Taking Action on your GCP bill: Automating BigQuery Storage Cleanup

#automation #database #dataengineering #googlecloud

In my last post, we explored how to decode GCP Billing with Antigravity and BigQuery MCP to turn an opaque GCP billing export into a granular, custom FinOps CLI. We successfully moved from scratching our heads over cost spikes to having a clear, actionable dashboard right in the terminal.

But observation is only half the FinOps battle. Once you identify the cost drivers, you need a safe, repeatable way to remediate them.

Working deeply in the BigQuery ecosystem every day, I frequently see storage costs silently accumulate from staging environments, daily snapshot dumps, or temporary processing tables.
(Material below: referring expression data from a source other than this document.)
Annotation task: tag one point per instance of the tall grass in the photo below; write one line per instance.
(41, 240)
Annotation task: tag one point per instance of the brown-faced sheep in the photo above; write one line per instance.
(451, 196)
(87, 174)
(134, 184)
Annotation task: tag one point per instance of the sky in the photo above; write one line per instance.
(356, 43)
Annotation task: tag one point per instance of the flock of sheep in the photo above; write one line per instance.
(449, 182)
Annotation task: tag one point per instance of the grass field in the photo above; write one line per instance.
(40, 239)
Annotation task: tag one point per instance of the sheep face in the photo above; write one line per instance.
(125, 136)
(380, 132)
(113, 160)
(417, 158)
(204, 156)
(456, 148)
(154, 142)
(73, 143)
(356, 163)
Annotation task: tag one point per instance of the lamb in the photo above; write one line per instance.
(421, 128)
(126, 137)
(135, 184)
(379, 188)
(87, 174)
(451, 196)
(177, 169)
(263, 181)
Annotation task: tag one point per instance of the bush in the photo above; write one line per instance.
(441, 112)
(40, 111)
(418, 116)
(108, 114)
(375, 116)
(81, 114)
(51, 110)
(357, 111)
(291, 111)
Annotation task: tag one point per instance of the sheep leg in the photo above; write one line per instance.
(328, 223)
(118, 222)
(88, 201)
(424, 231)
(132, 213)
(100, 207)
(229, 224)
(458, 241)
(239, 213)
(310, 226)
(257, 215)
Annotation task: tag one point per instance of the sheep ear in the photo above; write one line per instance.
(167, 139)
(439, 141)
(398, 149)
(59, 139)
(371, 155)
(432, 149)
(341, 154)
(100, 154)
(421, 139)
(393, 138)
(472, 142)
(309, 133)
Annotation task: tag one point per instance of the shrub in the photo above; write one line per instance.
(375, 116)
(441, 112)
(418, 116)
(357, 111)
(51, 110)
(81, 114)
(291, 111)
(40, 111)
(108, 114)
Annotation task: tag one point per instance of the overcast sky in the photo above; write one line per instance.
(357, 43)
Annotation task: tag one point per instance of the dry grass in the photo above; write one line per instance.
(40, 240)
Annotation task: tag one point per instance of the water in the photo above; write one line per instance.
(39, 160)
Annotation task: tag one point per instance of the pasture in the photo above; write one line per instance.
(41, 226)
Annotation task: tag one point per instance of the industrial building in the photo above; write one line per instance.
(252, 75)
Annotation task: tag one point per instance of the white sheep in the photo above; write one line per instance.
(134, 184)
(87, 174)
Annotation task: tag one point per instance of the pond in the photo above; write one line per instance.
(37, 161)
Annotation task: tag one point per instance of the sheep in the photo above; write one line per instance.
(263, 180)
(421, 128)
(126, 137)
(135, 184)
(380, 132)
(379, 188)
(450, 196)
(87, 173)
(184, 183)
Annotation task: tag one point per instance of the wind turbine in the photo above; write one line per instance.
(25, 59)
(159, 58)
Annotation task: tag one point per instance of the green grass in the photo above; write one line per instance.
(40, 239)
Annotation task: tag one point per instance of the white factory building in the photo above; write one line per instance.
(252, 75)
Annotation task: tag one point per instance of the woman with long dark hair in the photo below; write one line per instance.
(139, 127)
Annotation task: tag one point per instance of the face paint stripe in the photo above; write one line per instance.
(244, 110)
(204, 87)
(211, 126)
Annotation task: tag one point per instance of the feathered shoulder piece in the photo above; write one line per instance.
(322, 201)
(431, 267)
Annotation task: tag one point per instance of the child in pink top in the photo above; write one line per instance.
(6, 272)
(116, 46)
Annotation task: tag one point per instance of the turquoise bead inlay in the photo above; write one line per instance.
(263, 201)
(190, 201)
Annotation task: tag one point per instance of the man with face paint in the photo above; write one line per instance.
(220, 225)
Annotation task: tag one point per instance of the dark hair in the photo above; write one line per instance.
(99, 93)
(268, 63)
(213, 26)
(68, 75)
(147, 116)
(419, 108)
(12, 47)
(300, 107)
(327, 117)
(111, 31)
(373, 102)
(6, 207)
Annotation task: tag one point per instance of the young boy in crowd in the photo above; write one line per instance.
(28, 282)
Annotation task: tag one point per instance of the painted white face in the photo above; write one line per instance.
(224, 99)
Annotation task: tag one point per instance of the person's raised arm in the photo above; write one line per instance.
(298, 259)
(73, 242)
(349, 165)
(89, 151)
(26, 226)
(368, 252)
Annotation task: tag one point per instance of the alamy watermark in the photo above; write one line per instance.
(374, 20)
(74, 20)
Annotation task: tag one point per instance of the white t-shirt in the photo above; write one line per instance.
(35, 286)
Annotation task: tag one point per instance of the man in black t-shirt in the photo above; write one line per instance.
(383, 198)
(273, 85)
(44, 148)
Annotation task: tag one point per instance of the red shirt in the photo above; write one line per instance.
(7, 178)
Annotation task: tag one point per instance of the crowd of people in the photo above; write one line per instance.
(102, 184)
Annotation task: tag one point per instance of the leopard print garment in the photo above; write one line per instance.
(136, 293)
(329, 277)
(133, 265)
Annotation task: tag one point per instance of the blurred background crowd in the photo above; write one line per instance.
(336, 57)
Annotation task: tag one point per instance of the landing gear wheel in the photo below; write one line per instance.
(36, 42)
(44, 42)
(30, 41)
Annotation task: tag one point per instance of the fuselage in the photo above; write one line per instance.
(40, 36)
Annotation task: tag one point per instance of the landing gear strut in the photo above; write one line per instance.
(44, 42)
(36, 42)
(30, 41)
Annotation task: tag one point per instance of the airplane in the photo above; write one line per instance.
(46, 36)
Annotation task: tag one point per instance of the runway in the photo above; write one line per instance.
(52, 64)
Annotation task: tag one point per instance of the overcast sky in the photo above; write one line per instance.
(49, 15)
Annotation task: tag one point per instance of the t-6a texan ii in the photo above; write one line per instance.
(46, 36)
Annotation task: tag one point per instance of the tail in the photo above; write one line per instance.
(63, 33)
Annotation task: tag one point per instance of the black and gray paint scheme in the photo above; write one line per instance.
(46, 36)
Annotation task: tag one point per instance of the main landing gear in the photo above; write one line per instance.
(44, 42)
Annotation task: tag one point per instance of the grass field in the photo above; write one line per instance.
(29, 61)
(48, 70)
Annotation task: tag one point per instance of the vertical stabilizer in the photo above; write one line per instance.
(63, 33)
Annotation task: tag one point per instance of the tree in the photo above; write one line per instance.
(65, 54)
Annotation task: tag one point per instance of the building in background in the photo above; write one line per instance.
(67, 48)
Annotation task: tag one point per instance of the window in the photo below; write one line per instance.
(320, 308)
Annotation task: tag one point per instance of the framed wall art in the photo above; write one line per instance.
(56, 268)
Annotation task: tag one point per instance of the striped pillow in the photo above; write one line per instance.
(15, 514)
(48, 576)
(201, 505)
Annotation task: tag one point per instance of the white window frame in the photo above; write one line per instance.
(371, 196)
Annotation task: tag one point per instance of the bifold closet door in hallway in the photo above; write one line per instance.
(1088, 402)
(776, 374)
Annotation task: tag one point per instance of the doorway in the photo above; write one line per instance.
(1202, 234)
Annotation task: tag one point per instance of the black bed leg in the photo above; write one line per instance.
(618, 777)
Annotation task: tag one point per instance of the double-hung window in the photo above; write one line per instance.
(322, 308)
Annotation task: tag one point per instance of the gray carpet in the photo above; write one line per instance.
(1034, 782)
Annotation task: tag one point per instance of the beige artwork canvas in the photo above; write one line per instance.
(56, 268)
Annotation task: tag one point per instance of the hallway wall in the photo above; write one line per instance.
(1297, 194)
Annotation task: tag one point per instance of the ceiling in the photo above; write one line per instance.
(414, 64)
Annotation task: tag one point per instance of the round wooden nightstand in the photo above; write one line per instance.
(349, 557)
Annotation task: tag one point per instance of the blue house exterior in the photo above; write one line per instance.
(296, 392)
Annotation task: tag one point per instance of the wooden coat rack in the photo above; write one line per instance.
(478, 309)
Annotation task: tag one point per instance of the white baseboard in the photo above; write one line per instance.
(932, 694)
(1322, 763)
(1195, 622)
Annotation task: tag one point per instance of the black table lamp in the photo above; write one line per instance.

When it comes to cleaning these up, you often don't want to completely DROP the tables. Dropping a table means destroying its schema, field descriptions, metadata, and carefully crafted IAM policies. Often, you just want to zero out the storage bytes while keeping the structure intact for the next pipeline run.

The solution? TRUNCATE TABLE.

The Ideal State: Dataset Expiration Rules

In a perfect world, the best way to handle these temporary processing tables is to isolate them in a dedicated dataset and configure a Default Table Expiration. By setting this rule at the dataset level, BigQuery automatically drops any table created within it after a specified number of days, zero maintenance required.

Unfortunately, in the real world, that’s not always possible.

Data architectures get messy. Staging tables often end up living alongside long-term reference data where a blanket expiration rule would cause chaos. Or, you might need to keep a specific temp table around for an unpredictable amount of time to debug a broken pipeline. When blunt-force dataset rules are too risky or simply not an option due to legacy architecture, you need a more surgical approach.

Here is how I leveraged Antigravity's agentic workflow to build a reusable bash script to automate this targeted cleanup safely.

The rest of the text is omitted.